DoS Madness! Part 1: Memory Management / Behind Your Firewall
Alright, so here’s the bottom line. Your site is down. It’s your job not only to fix it this time, but also, to keep this kind of stuff from happening. Well, a DoS Attack in any of its varieties will rely on a single tenet: your service (www.yoursite.com) relies on a successive chain of processes and devices to generate, package, and deliver its content to your clients. A DoS attack is, in practice, any sort of attack that exploits one or more of these subsystem’s vulnerability to being overwhelmed. It then follows, that to reduce the potentiality for a successful DoS attack, one must reduce the ways in which your site’s subsystems will be overwhelmed.
With that thought in mind, let’s take a look at a couple different DoS attacks and the subsystem they target.

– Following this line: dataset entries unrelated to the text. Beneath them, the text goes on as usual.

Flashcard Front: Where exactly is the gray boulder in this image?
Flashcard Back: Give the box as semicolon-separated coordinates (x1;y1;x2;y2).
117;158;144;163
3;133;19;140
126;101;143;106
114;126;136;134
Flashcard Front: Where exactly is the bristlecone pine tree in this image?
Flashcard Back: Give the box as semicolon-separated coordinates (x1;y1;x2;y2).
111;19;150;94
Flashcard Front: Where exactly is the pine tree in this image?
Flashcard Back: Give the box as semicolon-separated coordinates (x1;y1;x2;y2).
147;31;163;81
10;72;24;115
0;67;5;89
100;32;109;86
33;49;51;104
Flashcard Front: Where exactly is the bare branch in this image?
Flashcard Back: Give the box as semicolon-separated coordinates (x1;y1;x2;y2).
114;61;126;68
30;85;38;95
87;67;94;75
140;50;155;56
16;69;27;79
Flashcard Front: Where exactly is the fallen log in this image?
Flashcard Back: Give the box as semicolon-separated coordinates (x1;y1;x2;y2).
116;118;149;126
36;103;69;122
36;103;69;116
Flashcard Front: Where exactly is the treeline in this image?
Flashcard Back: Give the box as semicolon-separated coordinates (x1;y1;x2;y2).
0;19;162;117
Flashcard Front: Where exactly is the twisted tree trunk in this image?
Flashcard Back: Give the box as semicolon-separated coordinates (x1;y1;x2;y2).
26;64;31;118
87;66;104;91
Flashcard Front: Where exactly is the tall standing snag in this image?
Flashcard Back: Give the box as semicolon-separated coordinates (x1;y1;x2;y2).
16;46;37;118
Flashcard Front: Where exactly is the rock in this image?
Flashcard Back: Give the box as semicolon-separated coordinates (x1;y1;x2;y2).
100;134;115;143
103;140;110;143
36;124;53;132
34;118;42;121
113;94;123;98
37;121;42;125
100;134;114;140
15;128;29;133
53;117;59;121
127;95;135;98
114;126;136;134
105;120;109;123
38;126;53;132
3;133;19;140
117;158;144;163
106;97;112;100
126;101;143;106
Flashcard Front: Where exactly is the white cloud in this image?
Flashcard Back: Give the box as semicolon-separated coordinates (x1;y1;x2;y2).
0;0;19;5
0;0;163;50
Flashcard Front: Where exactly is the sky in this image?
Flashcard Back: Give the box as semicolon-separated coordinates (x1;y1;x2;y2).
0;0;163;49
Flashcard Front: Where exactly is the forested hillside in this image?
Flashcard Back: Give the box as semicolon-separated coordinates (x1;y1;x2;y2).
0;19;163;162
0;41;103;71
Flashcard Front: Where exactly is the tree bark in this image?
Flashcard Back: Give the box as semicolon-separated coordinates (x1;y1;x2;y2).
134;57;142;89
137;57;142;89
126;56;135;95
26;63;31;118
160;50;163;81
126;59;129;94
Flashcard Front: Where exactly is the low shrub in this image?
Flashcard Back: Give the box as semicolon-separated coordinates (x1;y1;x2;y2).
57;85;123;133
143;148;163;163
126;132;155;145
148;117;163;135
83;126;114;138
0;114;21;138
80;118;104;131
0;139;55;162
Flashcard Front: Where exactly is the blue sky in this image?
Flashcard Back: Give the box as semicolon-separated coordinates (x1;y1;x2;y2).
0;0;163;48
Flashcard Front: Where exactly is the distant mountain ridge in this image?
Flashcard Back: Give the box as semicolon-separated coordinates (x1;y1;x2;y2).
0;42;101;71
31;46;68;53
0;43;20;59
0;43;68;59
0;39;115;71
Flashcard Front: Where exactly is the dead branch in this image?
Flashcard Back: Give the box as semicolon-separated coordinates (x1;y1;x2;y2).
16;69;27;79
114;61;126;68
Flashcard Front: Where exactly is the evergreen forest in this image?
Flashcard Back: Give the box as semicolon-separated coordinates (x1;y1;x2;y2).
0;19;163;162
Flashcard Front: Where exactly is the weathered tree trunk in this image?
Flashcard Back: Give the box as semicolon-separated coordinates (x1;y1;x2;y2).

The next series of articles will break down DoS types by the general subsystem they exploit.
Part 1: Memory Management / Behind Your Firewall
One type of DoS attack that takes advantage of poorly configured web servers is slowloris. This attack opens as many connections as your web server can handle, then keeps the connections open, with occasional
slowloris: hey.
webserver: what?
slowloris: ...
webserver: ...
webserver: are you still there?
slowloris: hey...
webserver: what?
slowloris: ...
statements.
Slowloris can be mitigated by rate limiting incoming connections to Apache and / or using a non-vulnerable front end web server, such as nginx.
Another tool that can be used maliciously is Google’s skipfish. This is a security scanner that can double as a load tester. Basically skipfish will form URLs based off of crawled data and dictionary based guesses. Used maliciously, it can overwhelm a poorly deployed LAMP stack. These servers may run out of memory and crash.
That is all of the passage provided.